Architecture is a workspace page included with every Next.js-based Fractera starter. It is a living map of your app's real structure — every page and endpoint with its descriptor. On top sits a staging layer where you or an AI agent declare pages and endpoints to build, leave to-dos on live routes, and file deletion requests — all in plain READMEs on disk, no database. Declared nodes are marked with an amber req badge.
How does a declared page become real code?
Once the map holds declarations and tasks, you hover a pending node and press Launch — every pending record bundles into one development step on the Development Steps page, and the source records are cleared off the map. Then an agent (or you) builds the real pages and endpoints.
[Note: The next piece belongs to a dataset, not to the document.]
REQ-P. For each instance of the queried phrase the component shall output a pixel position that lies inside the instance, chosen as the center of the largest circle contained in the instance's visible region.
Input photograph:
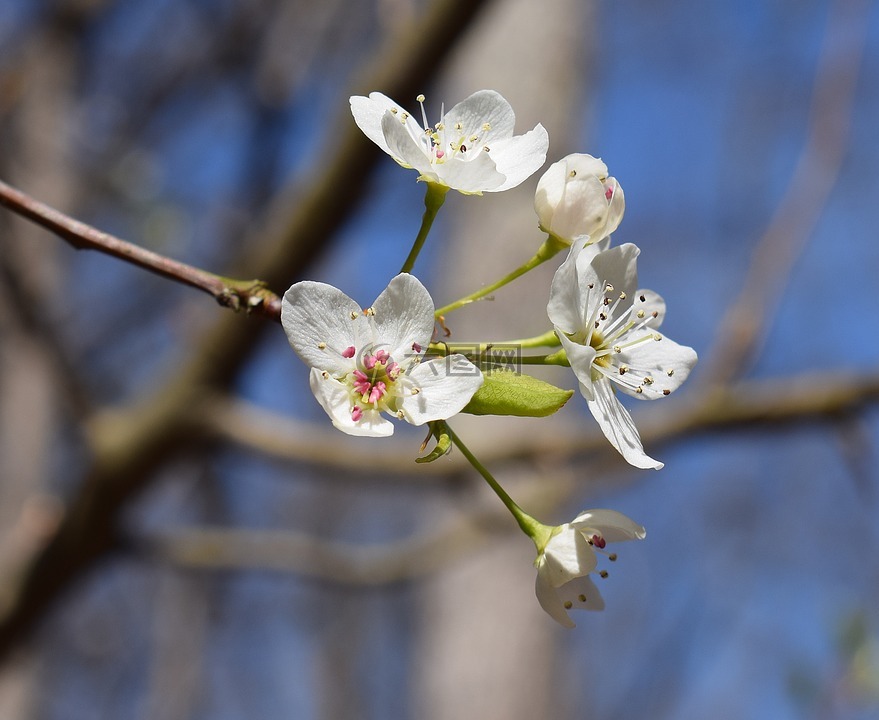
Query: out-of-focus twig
(744, 324)
(767, 402)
Auto-launching a build the instant you declare is deliberately off, to avoid crowding the agent's context window or burning token budget — the hand-off is always a conscious step.
How do AI agents use the Architecture page automatically?
Any of the six agents can call a built-in skill, declare-architecture-page-or-task, to declare a page, endpoint, or task on its own, with no human in the loop. Hermes does the same through the owner_arch_create_record connector (the arch-bridge server, port 3222), and the backlog can be bundled into a step via owner_arch_send_to_steps. Each agent carries its own copy of the skill, so it is self-sufficient with no single point of failure.
How is Architecture different from AI Draft Settings?
They are two parallel twin conveyors, both meeting at Development Steps. AI Draft Settings grows an agent's skills and MCP tools; Architecture builds the app's ordinary code (pages and endpoints). The mechanic is the same — declare, bundle into a step, build — but the domains differ. They are not duplicates, but two sides of one development approach.